On the way back I got to thinking about the evidence of the other climbers not seen but whose presence was marked in various ways. The changes in the path round the back of Corbies was one clue on the ground. No chalk visible at Corbies but loads on Agassiz with the difficult bouldering problems. Blackford Quarry has the bolts and the side ‘trod’ used by a mixture of hill-runners and people heading up to the anchors to tie in to offer the security of a rope to people climbing on the eastern slab. I’ve also noticed a couple of activity provider vehicles in the times before Covid when I was running, cycling or walking along the road that leads to the track.
On returning to write up my Digital Logbook (DLOG) that most Mountain Training candidates and award holders maintain, I started having a look around the web for search results for Corbies Crag.

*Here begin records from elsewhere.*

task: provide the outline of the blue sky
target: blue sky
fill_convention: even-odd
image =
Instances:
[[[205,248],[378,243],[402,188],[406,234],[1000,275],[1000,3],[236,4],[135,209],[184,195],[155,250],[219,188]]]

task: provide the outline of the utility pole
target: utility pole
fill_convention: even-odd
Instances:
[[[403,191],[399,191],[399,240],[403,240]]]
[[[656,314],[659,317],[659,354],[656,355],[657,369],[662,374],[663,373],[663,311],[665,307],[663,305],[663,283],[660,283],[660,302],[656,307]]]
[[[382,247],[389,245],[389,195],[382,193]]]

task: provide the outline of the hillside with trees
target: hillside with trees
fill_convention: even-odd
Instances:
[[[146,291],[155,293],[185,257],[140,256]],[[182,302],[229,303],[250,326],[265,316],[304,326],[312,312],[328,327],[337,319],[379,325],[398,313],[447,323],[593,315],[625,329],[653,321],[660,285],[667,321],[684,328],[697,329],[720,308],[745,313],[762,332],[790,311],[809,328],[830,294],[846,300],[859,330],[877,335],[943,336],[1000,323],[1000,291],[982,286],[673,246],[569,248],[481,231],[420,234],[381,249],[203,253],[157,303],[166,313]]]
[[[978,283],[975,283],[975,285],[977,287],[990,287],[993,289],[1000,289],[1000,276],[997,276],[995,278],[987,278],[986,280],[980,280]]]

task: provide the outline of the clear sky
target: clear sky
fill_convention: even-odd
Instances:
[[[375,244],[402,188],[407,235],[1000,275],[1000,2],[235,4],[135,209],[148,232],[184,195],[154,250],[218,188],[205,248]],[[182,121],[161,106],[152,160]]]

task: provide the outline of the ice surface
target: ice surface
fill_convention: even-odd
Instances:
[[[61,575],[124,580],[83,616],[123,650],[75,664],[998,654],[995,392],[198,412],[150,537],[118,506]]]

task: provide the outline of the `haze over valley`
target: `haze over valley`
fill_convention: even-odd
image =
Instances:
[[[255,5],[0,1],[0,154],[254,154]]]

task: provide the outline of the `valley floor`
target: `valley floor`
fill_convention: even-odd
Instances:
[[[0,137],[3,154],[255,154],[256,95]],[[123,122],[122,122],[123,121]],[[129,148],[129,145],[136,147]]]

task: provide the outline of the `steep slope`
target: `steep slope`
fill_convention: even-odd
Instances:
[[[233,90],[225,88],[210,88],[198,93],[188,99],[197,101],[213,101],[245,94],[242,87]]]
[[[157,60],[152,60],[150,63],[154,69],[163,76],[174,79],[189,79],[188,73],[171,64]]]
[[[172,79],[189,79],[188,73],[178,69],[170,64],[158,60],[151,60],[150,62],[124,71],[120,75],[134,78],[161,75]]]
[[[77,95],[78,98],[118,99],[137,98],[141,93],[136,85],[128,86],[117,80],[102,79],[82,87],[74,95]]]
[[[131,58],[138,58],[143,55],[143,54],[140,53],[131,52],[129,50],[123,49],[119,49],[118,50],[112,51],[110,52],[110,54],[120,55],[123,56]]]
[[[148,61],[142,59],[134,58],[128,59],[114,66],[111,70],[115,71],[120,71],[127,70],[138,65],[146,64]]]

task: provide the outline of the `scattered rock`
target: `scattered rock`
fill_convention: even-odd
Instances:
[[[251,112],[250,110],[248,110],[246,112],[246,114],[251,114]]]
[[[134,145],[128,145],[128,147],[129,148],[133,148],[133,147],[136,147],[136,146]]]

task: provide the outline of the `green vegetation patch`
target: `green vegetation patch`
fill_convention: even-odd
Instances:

A nice find was that Davy Virdee, a Winter Mountaineering and Climbing Instructor based in Edinburgh, who studied Geology & Geophysics at Glasgow at the same time I was doing my Geology & Applied Geology degree gives these venues a mention and some photos on Mountain Active. As a WMCI, Davy covers all aspects from a mini-adventure for wee ones roped up on the side ‘trod’ of Blackford Quarry to the harder multi-pitch climbs at the eastern end of Corbies.
Beyond that, there are the resources such as the Scottish Climbs Wiki (‘Geek climbers on Irn-Bru’) and the chat on boards about crags and routes, often going back 15–20 year. Although we may be socially-distanced in time and space, the outdoor community remains out there as a ‘community of interest’.